К довольно сильному удивлению Пейтрика Хейнри, голос молодого черисийского офицера перед собором был действительно слышен сквозь шум толпы. Вероятно, ему помогло то, что он использовал кожаный рупор, но, скорее всего, как подумал Хейнри, это было связано с тем фактом, что его учили быть услышанным сквозь гром поля битвы.
Что удивило его ещё больше, так это то, что передние ряды его толпы — «Нет, скопища, а не „толпы“», — подумал он. — «Давай использовать честное слово, Пейтрик» — на самом деле, похоже, заколебались. Его глаза слегка расширились, когда он увидел это, затем снова сузились, когда он понял, по крайней мере, часть причины, вызвавшей это. Черисиец повысил голос, чтобы его услышали, это правда, но он не был рёвом ответного гнева. Нет, это был голос… раздражения. И язык тела молодого человека тоже не был особенно воинственным. На самом деле, он держал одну руку на бедре, и было похоже, словно он действительно постукивал носком ботинка по ступеням собора.
«Он выглядит больше похожим на раздражённого наставника в какой-нибудь школе, чем на армейского офицера, противостоящего враждебной толпе», — подумал Хейнри.

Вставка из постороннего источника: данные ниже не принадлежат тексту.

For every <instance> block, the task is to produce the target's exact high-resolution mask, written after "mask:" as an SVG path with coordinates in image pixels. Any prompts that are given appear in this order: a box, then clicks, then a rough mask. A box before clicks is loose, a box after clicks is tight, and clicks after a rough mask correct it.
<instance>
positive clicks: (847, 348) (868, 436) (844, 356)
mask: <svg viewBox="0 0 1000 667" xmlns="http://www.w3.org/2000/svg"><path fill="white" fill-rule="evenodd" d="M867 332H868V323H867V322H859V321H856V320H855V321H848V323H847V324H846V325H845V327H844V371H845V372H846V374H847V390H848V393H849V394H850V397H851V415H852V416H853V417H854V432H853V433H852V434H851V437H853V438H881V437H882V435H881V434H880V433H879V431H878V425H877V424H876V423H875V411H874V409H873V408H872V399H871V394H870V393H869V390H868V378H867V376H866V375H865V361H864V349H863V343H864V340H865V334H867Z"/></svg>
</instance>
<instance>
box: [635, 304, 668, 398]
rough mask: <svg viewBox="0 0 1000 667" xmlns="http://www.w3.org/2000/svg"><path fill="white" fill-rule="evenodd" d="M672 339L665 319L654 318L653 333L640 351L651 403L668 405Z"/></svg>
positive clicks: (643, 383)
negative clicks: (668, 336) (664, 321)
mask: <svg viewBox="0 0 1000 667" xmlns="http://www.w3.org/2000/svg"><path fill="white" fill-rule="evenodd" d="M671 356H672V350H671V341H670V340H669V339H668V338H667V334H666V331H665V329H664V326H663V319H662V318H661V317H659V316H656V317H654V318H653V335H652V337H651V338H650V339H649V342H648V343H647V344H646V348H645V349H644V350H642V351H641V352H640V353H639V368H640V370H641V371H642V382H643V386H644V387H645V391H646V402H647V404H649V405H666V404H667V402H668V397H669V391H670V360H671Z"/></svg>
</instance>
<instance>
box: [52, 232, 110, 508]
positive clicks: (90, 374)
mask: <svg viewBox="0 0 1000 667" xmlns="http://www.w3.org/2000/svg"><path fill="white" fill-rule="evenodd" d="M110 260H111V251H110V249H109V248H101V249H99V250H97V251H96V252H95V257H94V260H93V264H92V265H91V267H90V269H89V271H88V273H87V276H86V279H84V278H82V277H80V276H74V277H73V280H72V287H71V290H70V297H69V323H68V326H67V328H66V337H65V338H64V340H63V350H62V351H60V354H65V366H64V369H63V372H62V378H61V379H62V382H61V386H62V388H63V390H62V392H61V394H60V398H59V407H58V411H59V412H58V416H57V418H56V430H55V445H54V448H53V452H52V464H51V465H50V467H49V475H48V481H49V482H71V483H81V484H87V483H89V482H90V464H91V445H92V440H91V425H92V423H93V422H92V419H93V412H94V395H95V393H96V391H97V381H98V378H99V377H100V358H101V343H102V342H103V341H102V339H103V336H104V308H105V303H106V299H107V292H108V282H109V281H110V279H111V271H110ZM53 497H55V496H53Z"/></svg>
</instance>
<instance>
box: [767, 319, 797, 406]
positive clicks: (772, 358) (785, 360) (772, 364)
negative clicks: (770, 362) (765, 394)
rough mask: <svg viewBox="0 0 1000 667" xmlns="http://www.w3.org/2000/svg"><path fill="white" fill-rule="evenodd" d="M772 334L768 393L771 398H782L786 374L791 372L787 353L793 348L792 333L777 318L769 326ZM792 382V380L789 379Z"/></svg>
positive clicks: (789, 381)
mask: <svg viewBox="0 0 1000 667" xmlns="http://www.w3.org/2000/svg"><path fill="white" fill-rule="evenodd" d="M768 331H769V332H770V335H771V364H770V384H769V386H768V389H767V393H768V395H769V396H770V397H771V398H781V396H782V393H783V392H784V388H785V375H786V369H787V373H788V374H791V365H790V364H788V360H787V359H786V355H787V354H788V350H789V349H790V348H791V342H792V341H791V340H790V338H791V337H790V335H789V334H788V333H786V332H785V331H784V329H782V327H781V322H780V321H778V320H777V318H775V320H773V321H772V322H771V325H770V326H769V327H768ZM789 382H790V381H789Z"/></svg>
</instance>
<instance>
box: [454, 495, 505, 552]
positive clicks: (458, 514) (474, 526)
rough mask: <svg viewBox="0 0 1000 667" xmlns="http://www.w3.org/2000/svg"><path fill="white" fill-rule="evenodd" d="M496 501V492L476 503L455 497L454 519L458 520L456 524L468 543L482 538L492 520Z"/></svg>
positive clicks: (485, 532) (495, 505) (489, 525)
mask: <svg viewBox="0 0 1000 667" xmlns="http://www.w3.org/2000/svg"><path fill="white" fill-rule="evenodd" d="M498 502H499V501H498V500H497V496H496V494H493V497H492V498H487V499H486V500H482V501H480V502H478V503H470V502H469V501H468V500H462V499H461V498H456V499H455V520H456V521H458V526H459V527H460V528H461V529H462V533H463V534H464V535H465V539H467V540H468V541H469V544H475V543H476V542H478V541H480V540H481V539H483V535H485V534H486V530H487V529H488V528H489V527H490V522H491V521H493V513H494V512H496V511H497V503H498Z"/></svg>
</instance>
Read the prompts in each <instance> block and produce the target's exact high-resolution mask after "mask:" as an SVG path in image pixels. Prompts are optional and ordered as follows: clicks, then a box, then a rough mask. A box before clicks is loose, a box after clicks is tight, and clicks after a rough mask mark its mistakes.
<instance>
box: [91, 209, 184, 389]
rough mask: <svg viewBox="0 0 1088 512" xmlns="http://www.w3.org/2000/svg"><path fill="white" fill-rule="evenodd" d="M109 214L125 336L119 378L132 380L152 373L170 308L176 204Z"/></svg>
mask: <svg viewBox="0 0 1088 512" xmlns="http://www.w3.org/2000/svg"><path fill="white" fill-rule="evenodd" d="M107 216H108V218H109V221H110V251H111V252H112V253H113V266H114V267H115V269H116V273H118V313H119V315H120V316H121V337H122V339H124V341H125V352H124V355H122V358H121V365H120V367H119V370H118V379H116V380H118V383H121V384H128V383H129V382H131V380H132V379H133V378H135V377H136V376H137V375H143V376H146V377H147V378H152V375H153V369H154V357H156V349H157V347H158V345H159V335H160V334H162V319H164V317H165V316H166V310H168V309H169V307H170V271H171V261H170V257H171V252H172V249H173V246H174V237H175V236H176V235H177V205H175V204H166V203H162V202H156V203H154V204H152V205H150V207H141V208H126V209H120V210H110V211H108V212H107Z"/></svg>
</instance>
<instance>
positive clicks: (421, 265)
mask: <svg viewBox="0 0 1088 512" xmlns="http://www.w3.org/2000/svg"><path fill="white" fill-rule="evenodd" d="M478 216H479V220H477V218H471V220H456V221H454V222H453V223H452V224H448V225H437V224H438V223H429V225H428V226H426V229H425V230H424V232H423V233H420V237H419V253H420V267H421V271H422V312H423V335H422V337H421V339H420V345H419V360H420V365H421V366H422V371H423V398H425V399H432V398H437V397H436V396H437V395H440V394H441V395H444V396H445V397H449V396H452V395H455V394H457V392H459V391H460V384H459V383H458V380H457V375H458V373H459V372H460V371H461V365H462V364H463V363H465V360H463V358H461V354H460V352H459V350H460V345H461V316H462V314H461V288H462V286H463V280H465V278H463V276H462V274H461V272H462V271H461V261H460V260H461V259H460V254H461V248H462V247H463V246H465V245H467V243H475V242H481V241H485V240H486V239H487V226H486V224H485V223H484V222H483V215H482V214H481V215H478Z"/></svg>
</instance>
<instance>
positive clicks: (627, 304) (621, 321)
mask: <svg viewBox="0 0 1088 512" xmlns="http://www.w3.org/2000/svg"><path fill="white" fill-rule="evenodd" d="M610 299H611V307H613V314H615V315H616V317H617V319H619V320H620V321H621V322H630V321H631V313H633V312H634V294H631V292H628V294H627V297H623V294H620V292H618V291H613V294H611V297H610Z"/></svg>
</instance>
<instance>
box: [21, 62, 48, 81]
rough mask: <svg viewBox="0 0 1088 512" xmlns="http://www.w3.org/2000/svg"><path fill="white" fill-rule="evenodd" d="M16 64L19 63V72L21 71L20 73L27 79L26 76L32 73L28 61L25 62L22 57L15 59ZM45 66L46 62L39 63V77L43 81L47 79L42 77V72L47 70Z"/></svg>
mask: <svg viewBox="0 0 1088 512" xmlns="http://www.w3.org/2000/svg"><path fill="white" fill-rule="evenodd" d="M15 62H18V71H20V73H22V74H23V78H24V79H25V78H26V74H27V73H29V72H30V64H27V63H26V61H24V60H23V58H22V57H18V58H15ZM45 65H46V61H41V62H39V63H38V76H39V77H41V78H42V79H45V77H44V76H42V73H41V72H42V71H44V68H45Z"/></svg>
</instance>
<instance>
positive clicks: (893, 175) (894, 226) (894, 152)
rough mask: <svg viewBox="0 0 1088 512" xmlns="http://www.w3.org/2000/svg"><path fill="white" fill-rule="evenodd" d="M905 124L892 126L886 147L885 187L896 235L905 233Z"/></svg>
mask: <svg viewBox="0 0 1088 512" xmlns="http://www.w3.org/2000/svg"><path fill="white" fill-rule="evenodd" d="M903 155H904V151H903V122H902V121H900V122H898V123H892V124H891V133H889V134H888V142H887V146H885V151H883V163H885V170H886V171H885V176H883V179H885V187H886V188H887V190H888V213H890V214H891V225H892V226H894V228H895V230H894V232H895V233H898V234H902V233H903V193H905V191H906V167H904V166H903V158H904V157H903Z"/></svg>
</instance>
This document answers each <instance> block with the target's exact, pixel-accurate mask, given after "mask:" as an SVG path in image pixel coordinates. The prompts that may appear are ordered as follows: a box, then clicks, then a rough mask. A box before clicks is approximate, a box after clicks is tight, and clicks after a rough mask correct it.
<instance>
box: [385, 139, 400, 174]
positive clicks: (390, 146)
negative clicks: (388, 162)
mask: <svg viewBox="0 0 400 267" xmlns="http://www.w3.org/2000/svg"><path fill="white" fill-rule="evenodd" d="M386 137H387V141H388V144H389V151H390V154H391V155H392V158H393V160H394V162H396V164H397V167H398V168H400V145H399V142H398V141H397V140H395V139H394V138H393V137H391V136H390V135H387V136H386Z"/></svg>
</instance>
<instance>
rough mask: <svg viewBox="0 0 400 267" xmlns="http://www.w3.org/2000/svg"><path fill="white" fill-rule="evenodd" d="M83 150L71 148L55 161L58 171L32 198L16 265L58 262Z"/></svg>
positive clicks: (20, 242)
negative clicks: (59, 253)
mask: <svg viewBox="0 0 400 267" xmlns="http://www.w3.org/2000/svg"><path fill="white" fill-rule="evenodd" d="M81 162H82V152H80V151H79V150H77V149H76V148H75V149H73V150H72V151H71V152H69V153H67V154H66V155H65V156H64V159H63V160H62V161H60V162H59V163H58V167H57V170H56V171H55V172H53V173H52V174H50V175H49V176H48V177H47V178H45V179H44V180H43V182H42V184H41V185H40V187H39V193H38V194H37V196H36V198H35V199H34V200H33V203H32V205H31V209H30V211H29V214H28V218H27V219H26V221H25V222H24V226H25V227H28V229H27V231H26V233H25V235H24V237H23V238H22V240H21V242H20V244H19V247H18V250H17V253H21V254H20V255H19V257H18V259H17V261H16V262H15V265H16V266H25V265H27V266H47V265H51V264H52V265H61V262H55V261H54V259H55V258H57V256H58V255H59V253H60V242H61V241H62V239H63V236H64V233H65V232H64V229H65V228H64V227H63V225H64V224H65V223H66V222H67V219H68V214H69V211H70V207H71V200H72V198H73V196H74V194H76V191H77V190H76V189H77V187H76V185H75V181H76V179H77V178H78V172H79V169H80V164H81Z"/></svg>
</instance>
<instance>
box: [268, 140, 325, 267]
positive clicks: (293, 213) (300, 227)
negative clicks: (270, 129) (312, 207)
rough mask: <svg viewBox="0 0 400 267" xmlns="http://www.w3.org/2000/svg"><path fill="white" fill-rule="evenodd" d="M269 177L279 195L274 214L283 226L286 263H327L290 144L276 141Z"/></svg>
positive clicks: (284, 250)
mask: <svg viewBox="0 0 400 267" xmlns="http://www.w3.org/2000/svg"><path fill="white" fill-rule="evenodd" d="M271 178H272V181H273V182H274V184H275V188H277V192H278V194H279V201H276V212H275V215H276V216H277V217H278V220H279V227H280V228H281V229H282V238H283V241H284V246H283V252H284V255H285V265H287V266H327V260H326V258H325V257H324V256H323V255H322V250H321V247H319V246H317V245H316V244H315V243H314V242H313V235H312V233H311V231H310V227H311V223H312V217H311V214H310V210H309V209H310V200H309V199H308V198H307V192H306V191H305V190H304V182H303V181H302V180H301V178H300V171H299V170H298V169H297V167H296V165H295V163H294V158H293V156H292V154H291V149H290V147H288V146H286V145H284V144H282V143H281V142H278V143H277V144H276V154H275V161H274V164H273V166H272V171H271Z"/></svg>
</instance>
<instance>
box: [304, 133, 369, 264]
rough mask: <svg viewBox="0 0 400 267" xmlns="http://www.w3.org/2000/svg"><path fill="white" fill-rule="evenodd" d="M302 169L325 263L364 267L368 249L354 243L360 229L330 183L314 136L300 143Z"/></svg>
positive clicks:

— Сегодня утро среды! — продолжил черисиец. — Вам всем должно быть стыдно за себя! Если уж вы сами не в церкви, то самое меньшее, что вы можете сделать, это позволить другим людям мирно идти на мессу!
— Что ты знаешь о мессе, еретик?! — крикнул кто-то — и Хейнри подумал, что это мог быть Эймейл — в ответ.
— Я знаю, что не собираюсь бросать камни в окна собора, — крикнул в ответ черисиец. — Это я знаю точно! — Он заметно передёрнулся. — Один Лангхорн знает, что моя мать сделала бы со мной, если бы узнала об этом!